Fitness regimen

work out regimenI occasionally blog about my attempts to get into better shape and struggles with remaining motivated.  Starting last week my trainer and I changed my work out routine.

In lieu of meeting twice a week for a one hour we will now meet three times a week.  Once a week we will have a one hour session focusing on my back and chest, and twice a week we shall meet for thirty minutes;  one session will focus on arms and one session will focus on shoulders.
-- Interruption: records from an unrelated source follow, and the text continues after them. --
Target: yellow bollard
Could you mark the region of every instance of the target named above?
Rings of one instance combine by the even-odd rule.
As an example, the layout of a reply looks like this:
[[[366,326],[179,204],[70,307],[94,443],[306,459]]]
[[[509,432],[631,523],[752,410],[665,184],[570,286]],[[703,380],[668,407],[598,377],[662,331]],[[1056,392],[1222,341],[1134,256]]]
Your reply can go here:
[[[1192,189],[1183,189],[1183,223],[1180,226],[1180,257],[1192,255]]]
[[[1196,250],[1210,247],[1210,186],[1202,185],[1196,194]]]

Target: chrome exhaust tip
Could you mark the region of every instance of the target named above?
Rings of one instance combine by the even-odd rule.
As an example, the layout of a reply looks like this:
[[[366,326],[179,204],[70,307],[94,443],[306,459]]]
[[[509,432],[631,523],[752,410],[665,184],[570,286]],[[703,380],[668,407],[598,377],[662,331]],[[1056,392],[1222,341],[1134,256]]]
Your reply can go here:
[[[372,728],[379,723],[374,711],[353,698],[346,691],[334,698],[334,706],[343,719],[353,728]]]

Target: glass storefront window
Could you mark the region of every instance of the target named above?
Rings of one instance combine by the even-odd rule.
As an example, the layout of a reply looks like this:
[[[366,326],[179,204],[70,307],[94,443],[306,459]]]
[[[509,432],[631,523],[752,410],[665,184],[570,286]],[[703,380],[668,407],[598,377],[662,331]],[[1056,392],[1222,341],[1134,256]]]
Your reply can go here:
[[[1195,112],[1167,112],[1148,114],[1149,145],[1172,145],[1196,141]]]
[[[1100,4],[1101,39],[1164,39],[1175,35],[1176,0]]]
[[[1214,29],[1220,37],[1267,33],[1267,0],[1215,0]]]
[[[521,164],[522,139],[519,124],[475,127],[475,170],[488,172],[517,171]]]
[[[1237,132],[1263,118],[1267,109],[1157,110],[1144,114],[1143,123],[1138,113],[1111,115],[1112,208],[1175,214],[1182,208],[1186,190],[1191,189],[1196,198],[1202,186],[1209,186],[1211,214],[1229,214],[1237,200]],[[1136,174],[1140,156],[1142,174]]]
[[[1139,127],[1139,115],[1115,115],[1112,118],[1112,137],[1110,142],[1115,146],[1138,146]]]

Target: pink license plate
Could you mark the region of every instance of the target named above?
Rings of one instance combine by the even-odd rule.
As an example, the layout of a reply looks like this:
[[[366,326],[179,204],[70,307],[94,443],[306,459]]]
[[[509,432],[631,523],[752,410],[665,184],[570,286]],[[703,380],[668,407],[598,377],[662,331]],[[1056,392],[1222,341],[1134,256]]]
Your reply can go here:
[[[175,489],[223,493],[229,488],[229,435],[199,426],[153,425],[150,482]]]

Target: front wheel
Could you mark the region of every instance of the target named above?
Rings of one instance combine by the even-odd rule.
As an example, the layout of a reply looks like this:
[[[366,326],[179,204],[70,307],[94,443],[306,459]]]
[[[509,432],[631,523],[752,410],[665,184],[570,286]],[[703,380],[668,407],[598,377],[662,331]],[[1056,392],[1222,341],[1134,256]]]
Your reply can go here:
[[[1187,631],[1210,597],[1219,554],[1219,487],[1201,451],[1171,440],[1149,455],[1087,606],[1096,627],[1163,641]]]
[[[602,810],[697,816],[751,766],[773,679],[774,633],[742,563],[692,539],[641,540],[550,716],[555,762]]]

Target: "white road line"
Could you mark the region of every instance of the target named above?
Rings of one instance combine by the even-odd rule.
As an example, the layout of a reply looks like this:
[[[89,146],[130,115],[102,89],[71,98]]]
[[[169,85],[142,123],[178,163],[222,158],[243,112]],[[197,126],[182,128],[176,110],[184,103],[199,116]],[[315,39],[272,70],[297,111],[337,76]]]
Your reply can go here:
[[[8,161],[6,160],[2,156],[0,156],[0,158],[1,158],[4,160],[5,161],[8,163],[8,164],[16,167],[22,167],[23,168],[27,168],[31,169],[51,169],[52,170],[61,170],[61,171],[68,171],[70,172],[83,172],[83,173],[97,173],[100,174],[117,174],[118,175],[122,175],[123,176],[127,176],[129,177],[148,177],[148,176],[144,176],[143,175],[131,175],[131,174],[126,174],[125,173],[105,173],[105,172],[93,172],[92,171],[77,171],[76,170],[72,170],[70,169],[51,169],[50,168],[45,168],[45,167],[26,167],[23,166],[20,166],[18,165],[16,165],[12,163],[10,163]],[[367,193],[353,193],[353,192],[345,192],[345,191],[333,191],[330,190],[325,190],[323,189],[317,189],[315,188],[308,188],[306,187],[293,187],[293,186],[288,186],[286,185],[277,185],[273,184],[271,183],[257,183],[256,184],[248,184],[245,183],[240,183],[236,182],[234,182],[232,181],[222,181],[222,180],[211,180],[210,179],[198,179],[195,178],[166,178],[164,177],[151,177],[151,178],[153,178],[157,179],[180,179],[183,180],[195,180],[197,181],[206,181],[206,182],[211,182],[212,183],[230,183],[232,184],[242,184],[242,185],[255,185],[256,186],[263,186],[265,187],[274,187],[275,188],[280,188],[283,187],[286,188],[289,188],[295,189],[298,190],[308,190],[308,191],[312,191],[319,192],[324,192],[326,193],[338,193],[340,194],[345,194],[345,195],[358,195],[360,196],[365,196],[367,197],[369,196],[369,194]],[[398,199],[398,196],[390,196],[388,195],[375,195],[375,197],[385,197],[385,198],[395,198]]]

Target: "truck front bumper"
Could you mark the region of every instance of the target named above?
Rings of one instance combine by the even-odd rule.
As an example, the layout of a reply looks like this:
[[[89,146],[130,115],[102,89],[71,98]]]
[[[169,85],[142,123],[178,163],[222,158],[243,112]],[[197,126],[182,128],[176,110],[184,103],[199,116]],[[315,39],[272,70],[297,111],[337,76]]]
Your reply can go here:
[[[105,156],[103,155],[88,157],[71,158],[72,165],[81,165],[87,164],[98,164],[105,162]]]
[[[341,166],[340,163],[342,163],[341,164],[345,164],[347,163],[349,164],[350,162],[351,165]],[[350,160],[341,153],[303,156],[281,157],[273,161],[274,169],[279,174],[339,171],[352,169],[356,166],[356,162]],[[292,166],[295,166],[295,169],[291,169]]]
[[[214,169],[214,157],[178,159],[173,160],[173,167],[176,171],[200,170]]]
I like the idea of splitting one of my one hour sessions.  In theory, this will make sure that these muscle groups will get more attention.  As time permits,  I’m hoping to incorporate cardio either before or after the shorter work outs.  I’ll let you know how it works out.  What are you doing? Any tips or suggestions are always welcome.

7 responses to “Fitness regimen

  1. Crossfit… In two months I saw more significant changes than I had in an entire year, esp along my midsection. That coupled with low intensity cardio gave me great results…


  2. I wanted to thank you for helping me get in touch with your personal trainer Kris through one of the older posts. He is been very good to say the least! I am definitely seeing the results! Also, great blog!


  3. I typically work out in short sessions, no more than a half hour a day, because I get discouraged if I hammer at it for any longer. I learned this method from reading “The Truth About Six Pack Abs,” which is obviously focused on helping you develop abs, but it also has an effective system for helping you stay motivated to work out. My review of “Six Pack Abs” is at my website.


  4. I doing crossfit training! It’s short, intense and I keep sweating even after I shower! It’s good fun as well!
    I also do a fair bit of power yoga to balance things off!



  5. I am so undisciplined. I need to get back into a routine but someone offers me wine and then, well then its all over :). You are very good!